Statement

2006

Declaration About Iranian President’s Statements on the Holocaust

The ITF calls for the Iranian President’s statements to be rejected and the international community to uphold the Stockholm Declaration in the face of rising Holocaust denial and distortion.

The Task Force for International Cooperation on Holocaust Education, Remembrance, and Research (formerly ITF, now IHRA), which consists of delegations from 24 governments, has released the following statement through its Chair:

“At the recent meeting of the General Assembly of the United Nations, the Iranian President, Mr. Mahmoud Ahmadinejad, declared that there is a need for an expert commission to examine the claim that there was what is known as the Holocaust (Shoah – the genocide of the Jews at the hands of Nazi Germany and its collaborators). In previous statements, the Iranian President repeatedly questioned the fact that the Holocaust happened. Moreover, the Holocaust was ridiculed in Iran by a Holocaust caricatures contest, the winner of which was recently proclaimed; he had compared Auschwitz to Israel, thus falsifying both past and present. The director of the contest declared that it would continue to take place until Israel’s doomsday.

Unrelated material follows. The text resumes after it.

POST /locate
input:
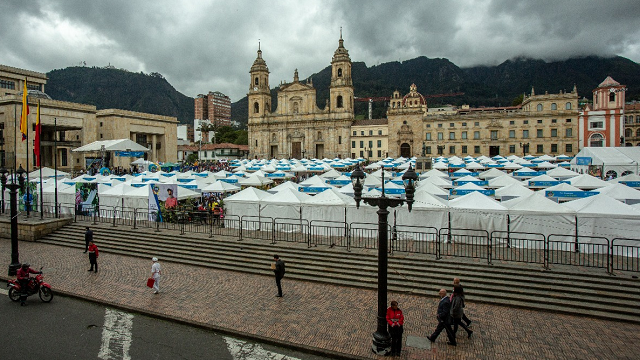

The ITF bases its work on a declaration issued in Stockholm, on January 27, 2000, and signed by a large number of governments attending a conference on the Holocaust that took place at that time; and on the recent unanimous resolution of the United Nations (November 2005), which declared January 27 as the International Memorial Day of the Holocaust.

The above statements of the Iranian President are clearly counter-factual, and stand in stark contradiction to the unanimous view of the international community. By denying or questioning the Holocaust, the most extreme form of genocide to date, he unfortunately places himself on the side of those who, by denying obvious facts, would create a mendacious view of human history and would challenge the essence of the notion of international Human Rights, which was developed by the international community after and because of the Shoah. We are sure that these statements do not represent the view of the Iranian people.

His further statements regarding his wish for the destruction of the State of Israel, a member-state of the UN, could be understood as threatening another genocide. Such positions endanger civilization as such. The Chair of the ITF, following the wording of the above-mentioned Stockholm Declaration, voices its strong objections regarding the denial of the Holocaust in general, the statements of the Iranian President in particular, and any threat to the very life and existence of a member-state of the UN. It calls for a universal rejection of these unfortunate statements, and draws attention to the UN 1948 convention against genocide.”